I unwrap the tissue, smell the mustiness.
They were like gauntlets, reaching her elbows.
Unlike me, she was slight. I touch the velvet,
mottled from dust mites. At once I’m back
in the craved seat beside her at Midnight Mass,
with its holy water, candlelight and incense,
the priest rambling on about family love.
The organ fires up, and I join in Silent Night,
proud of my ability to read difficult words.
All the while she sits miming a drumbeat,
like an arrhythmic heart, patting one paw
over the other. I lean towards her, stroke her
brown fur, glance at her face, hope she’ll smile
back, but her eyes have only that faraway look.

 

 

Mary Mulholland is widely published and frequently mentioned in competitions. She co-edits The Alchemy Spoon and founded Red Door Poets. Her pamphlet is What the sheep taught me (Live Canon) 2022.www.marymulholland.co.uk    twitter @marymulhol   facebook 

 

 

 

Yuletide Snapshot

Back in the north we walked in a field
with a frozen hawthorn hedge beside us
where you constructed the photograph
you later said you knew would go viral.

That far into a year, those four red haws
were fluke survivors, protected by knots
of twig and thorn covered in furry ice,
a shadow of wood still visible beneath.

The berries had somehow managed
to avoid, or lose, any hint of hoary coat —
their burnished crimson skins reacting
differently to a trace of winter sunshine.

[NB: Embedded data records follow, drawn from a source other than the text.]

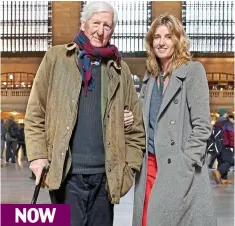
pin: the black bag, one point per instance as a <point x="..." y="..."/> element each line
<point x="13" y="131"/>
<point x="37" y="187"/>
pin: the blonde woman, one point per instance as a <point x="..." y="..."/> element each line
<point x="172" y="188"/>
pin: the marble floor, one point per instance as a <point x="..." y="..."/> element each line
<point x="16" y="187"/>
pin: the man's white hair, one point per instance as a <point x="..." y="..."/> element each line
<point x="98" y="6"/>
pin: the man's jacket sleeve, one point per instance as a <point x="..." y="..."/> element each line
<point x="36" y="112"/>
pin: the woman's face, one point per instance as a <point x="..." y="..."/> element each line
<point x="163" y="45"/>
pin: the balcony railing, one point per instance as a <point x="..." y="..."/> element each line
<point x="18" y="99"/>
<point x="219" y="99"/>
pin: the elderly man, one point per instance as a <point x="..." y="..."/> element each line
<point x="75" y="121"/>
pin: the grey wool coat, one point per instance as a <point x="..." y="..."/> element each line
<point x="181" y="194"/>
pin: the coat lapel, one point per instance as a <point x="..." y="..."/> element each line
<point x="149" y="80"/>
<point x="173" y="87"/>
<point x="114" y="80"/>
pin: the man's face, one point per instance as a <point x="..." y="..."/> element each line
<point x="162" y="43"/>
<point x="99" y="28"/>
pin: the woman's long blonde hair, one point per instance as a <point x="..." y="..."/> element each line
<point x="181" y="53"/>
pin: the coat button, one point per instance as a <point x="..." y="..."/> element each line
<point x="176" y="101"/>
<point x="172" y="122"/>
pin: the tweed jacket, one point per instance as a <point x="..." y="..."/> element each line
<point x="52" y="112"/>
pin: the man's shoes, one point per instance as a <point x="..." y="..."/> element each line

You zoomed in, used your lens to render
a small world big enough to fill a screen,
then breathed to add a cryptic loop of mist
which made your picture almost perfect.

 

 

Oliver Comins’ poetry is collected in pamphlets by The Mandeville Press and Templar Poetry, in Anvil Press New Poets Two (ed. Carol Ann Duffy) and in a full collection (Oak Fish Island) also from Templar.